Psychiatry: A Monologue Of Stigma, Confessions And Accusations

Since this is my story, I will start with my name. You may have heard of me before. My name is Psychiatry. Yes, that Psychiatry. Although I admit I cannot read your mind, I can already see my tattered reputation precedes me.

Since this is my story, I will start with my name. You may have heard of me before. My name is Psychiatry. Yes, that Psychiatry. Although I admit I cannot read your mind, I can already see my tattered reputation precedes me.

I know I look weary. Ever since I was born I have struggled. First for recognition, then for acceptance, next for importance and throughout for funding (but this is neither the time nor the page to vent frustrations about governmental policy). I know I look weary, you would too had you spent years carrying the burden of stigma on your shoulders. Do you know how much shame weighs in metric units or otherwise? Jung said shame is a "soul eating emotion", so imagine the irony that it weighs heavier with every passing year. These knees, buckling, drawing ever closer to the ground have begun writing their eulogy before the curtain falls.

Many, myself included, see me as the illegitimate daughter of Medicine. You are probably familiar with my other sisters, who deal with matters of the heart, cancer, bones to name just a few. They invoke a sense of romanticism, admiration and nobility to their cause. The archetypal white-coat (the doctor) pitted in a battle against the enemy (the disease) to rescue the captive (the patient).

Unfortunately not all captives are created equal. Often in my case, the captive is accused for the actions of the disease and put to trial at the mercy of an (at the risk of sounding politically incorrect) ignorant jury, guilty of harbouring their own prejudices. The suffering of misunderstood patients trivialised by the failure to discuss misunderstood diseases has left certain taboos unchanged. It is much harder to wage a war against an enemy we know little about. It is worse still if we refuse to acknowledge its existence.

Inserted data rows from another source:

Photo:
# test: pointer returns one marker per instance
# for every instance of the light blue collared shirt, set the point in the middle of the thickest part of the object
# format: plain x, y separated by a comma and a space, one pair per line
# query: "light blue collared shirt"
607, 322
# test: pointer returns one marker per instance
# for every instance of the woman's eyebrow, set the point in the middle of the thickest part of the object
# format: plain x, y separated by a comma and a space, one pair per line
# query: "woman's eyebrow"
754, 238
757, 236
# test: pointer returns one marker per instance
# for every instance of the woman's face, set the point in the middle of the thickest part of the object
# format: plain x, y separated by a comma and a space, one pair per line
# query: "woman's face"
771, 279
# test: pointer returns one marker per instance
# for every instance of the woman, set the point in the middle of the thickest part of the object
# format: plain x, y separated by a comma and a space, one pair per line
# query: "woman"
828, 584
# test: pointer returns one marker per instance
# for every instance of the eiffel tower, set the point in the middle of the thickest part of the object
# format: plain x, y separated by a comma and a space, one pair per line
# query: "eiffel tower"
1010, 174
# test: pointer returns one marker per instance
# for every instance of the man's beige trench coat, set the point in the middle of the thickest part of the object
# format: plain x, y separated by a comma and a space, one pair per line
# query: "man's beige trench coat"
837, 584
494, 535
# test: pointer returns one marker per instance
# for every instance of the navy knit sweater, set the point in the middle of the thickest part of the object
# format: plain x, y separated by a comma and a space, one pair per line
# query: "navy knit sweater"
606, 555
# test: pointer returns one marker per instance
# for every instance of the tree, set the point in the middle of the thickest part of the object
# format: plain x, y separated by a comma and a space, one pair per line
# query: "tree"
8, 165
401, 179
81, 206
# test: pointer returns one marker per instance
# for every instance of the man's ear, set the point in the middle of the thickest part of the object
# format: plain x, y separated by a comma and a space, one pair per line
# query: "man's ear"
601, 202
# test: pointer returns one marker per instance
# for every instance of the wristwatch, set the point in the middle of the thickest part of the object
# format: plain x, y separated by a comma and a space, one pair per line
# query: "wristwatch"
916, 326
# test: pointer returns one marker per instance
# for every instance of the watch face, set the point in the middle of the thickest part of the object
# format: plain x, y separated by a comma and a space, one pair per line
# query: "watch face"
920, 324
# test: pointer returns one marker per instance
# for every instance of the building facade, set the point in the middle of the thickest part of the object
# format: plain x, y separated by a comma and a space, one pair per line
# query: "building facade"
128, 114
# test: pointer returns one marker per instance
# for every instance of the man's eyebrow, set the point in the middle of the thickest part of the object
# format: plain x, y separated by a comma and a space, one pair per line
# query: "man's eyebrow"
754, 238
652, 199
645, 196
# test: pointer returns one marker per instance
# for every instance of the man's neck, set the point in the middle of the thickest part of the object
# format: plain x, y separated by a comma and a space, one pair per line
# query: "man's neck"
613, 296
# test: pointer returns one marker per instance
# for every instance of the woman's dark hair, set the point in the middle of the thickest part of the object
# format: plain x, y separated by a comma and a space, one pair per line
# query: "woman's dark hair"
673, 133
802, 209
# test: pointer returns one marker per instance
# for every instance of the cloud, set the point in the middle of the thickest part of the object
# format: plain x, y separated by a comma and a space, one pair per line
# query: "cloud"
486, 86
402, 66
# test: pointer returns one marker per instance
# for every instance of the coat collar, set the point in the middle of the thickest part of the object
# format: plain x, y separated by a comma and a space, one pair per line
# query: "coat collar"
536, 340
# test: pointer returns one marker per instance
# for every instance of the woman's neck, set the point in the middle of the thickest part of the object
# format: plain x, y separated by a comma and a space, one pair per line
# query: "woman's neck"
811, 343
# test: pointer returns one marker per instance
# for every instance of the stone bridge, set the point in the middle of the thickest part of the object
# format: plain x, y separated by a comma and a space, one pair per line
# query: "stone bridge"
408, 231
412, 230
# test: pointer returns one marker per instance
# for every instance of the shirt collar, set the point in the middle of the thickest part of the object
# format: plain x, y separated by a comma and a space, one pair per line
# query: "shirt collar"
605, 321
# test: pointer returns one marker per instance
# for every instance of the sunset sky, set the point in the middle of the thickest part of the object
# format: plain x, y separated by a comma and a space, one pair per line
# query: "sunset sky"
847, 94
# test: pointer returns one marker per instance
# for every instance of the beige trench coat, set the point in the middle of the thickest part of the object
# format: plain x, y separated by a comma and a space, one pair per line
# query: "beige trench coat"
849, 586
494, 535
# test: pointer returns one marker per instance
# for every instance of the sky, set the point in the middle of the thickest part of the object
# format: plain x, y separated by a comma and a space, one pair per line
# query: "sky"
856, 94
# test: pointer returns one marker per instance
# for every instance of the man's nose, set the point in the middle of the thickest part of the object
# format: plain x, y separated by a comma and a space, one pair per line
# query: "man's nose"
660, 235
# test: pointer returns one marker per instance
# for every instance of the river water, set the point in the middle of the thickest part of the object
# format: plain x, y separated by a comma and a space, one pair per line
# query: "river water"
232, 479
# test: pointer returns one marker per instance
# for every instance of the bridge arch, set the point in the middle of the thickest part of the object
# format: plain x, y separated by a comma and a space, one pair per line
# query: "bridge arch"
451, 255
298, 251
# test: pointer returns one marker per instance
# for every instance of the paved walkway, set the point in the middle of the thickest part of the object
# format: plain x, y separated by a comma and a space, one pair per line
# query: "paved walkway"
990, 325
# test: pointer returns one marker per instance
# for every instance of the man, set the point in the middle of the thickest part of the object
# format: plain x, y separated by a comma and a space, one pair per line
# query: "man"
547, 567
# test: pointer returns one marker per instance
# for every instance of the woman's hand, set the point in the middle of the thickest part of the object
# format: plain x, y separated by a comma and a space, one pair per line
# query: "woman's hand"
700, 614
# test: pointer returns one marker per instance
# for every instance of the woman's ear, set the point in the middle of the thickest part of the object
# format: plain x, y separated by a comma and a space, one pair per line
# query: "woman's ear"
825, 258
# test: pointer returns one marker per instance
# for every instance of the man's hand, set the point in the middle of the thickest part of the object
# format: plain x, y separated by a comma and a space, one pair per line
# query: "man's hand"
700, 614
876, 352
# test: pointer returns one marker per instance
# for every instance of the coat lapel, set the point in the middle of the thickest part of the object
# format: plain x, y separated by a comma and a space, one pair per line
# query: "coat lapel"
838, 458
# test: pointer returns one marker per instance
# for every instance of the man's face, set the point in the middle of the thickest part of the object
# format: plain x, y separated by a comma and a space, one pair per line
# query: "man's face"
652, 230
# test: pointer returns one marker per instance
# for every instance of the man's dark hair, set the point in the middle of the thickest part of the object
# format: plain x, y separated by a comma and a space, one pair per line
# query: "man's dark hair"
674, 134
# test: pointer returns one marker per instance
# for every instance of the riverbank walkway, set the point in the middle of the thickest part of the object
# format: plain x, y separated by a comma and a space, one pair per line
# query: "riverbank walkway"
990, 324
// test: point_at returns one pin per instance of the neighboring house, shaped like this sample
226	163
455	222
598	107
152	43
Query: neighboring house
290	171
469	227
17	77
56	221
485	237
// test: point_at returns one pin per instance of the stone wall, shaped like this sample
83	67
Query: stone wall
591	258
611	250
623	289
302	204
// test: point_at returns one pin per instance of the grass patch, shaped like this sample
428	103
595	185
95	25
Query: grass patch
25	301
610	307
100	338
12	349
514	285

If ever a biography of Medicine were to be written, I fear my story would not find its way to the page. Perhaps it is considered too dark, too embarrassing, or maybe it touches on issues that make us uneasy and morally queasy. I fear my story will be hidden in the footnotes, with just enough room for my small footprints written in even smaller print.

Art can hold a mirror to society and then proceed to paint the ugly reflections. "Mirror mirror on the wall, who is the fairest of them all?" No this is not a reference to colour (that is another uncomfortable conversation to have for another day) but about what is just.

My people are afflicted with maladies of the mind that steal from them a large part of what it means to be human. Their freedom of thought withered away leaving their freedom for choice suspended in a cognitive limbo. The notions of capacity, autonomy and dignity may be the norm for you, but in my country they are valued at a higher price. Such is the exchange rate between our respective currencies.

The compassion you have for those in sickness, is it open and effortless? Unconditional and endless? Compassion you would proudly display on your Twitter feed? Does it differ to the one you feel towards an addict? Or is this brand of compassion slightly cheaper to accompany the second hand sympathies extended from a distance? Not all compassion is created equal.

The label of primitive has stuck with me, one I cannot completely peel off. Today where Technology is the pervasive king, I am seen as an analogue pauper in a digital age. We are like strangers on a train, uneasy after finding ourselves alone in the same cabin. Awkward silences followed by awkward sounds of overlapping sentences. A marriage founded on a prenuptial agreement rather than love at first byte. This has led people to wonder, if sadness does not show up on a blood test, then is depression even real?

Social media is full of people sharing their surgical scars, wounds both physical and visible, as a symbol of graduation from their triumph over sickness. But not all scars are created equal - just ask those who always wear full sleeved tops even during the rarest of British summer days. The sleeves hide their scars and stories alike.

Our time is up and we must part ways. You now know my name and a little more. I hope I have earned some appreciation, however reluctant, of the turmoil my people find themselves in. Their stories deserve to be heard far and wide, so we can tell the future which way it should turn to arrive at a tomorrow where only one brand of compassion exists.